FAQ

What is the format of the configuration file for an AWS Blu Age Compare Tool project?

The JSON format

Which operating system (OS) should the AWS Blu Age Compare Tool be run on?

Linux and Windows

Can I mix up both Binary and Flatfile in .bacmp to compare EBCDIC vs ASCII?

No, you can’t compare the two data which are not the same name and format.       
Both Binary and FlatFile comparison modes in Bluage Compare Tool have the following limitations:       
Requires matching filenames: The tool expects identical filenames in both left and right folders. It cannot compare files with different names (e.g., file.ebc vs file.asc).       
Single configuration per file: The tool applies the same processing configuration to both sides of the comparison, making it unable to handle different encoding formats simultaneously.       
No cross-format support: When different file extensions are configured, the tool searches for each filename in both folders, resulting in file not found errors.       
 

My browser got frozen while viewing comparison report contains VB with large arrays. What should I do?

Enable variable-length (VB) column aggregation in your configuration file by adding these two parameters:     
 

"isVBColumnsToAggregate": true,
"minVBOccursToAggregate": 100


This will aggregate VB fields with more than 100 occurrences into single formatted columns with lazy loading, preventing browser freezing. The HTML report will initially show 20 array elements with an "Expand" button to load more on demand.     
If you still experience performance issues, lower the minVBOccursToAggregate value to 50 or 25 to aggregate even smaller arrays. If your VB fields have fewer occurrences and don't need aggregation, set isVBColumnsToAggregate to false.     
Note: Currently this option is available only for Binary file comparison

When should I use Histogram algorithm instead of Myers diff algorithm?

Use Histogram algorithm for better performance with large files and file splitting:

{
 "compareAlgo": "Histogram",
 "splitLines": 100000,
 "splitSize": 500
}

Use Histogram when:

  • File size > 1GB
  • Using splitLines or splitSize options
  • Processing high-volume comparisons
  • Memory-constrained environments

Performance: Histogram is significantly faster than Myers for large files and handles split processing more efficiently.

How do I capture heap dumps and handle memory issues when the tool exits due to OutOfMemoryError or running for days?

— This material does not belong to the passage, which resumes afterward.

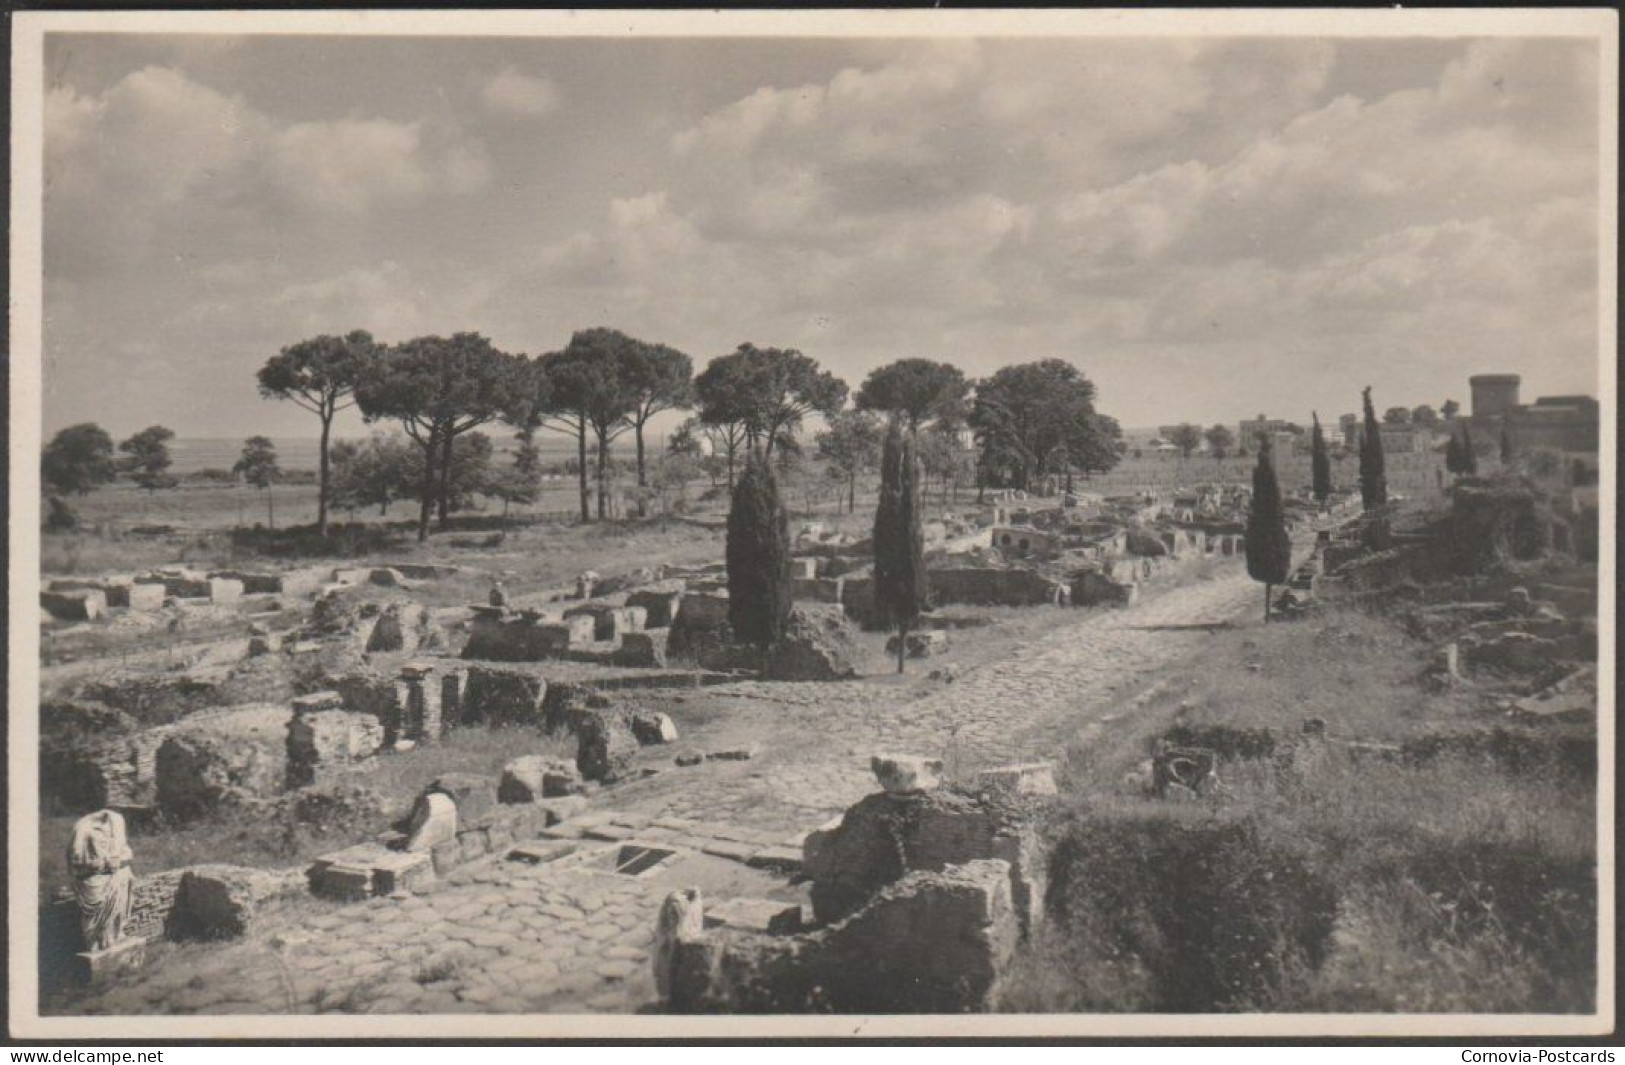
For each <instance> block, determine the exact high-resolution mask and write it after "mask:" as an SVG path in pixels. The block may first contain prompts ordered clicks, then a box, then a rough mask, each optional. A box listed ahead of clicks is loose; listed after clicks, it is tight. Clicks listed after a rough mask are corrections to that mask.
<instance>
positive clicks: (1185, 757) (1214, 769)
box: [1150, 743, 1219, 798]
mask: <svg viewBox="0 0 1625 1065" xmlns="http://www.w3.org/2000/svg"><path fill="white" fill-rule="evenodd" d="M1217 769H1219V756H1217V754H1215V753H1214V751H1212V750H1209V748H1202V746H1173V745H1167V743H1163V745H1159V746H1157V750H1155V751H1152V756H1150V787H1152V792H1154V793H1155V795H1159V797H1163V798H1167V797H1191V795H1206V793H1207V792H1211V790H1214V787H1217V784H1219V774H1217Z"/></svg>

Configure JVM for memory debugging:

java -Xmx32g -Xms32g \
    -XX:+UseG1GC \
    -XX:+HeapDumpOnOutOfMemoryError \
    -XX:HeapDumpPath=/tmp/heap_dump.hprof \
    -jar CompareTool.jar config.bacmp

Prevent memory issues:

{
 "compareAlgo": "Histogram",
 "splitLines": 50000,
 "splitSize": 100,
 "maximumDifferences": 1000000,
 "comparisonDataStorage": "OnDisk"
}

Memory requirements:

  • Small files (<1GB): 8GB heap
  • Medium files (1-5GB): 32GB heap
  • Large files (>5GB): 48GB heap

If Out Of Memory error occurs: Reduce splitLines and splitSize values, increase heap size, or use OnDisk storage mode.

Why do my SORT output files differ between the mainframe and the modernized application when the data content is identical?

This is a common observation across modernization projects and is caused by non-deterministic sort behavior in the IBM SORT program.

Root cause:

According to the official IBM documentation, when the EQUALS keyword is not specified in the SORT control card, the order of records with equal keys is not guaranteed. This means two successive runs of the same SORT - even on the same mainframe - may produce different orderings for records sharing the same key values. This non-determinism naturally carries over when comparing mainframe output against the modernized application's output.

See also:

How to handle this in the Compare Tool:

Use a business key that corresponds to the entire record (i.e., all fields concatenated) as the sort key for comparison. This approach ensures that:

  1. Both files (mainframe and modernized) are sorted in a fully deterministic order - since the key covers the complete record, no two records can have equal keys unless they are truly identical;
  2. The Compare Tool can then verify line-by-line that the content is indeed identical.

Recommended practice:

  • Before running a comparison, re-sort both output files using the full record as the sort key. - If your original SORT control card uses a partial key, do not rely on the relative order of equal-key records for validation purposes;
  • If preserving the original sort order matters for your business logic, consider adding the EQUALS keyword to your mainframe SORT control card to enforce stable sorting, then replicate the same behavior in the modernized application.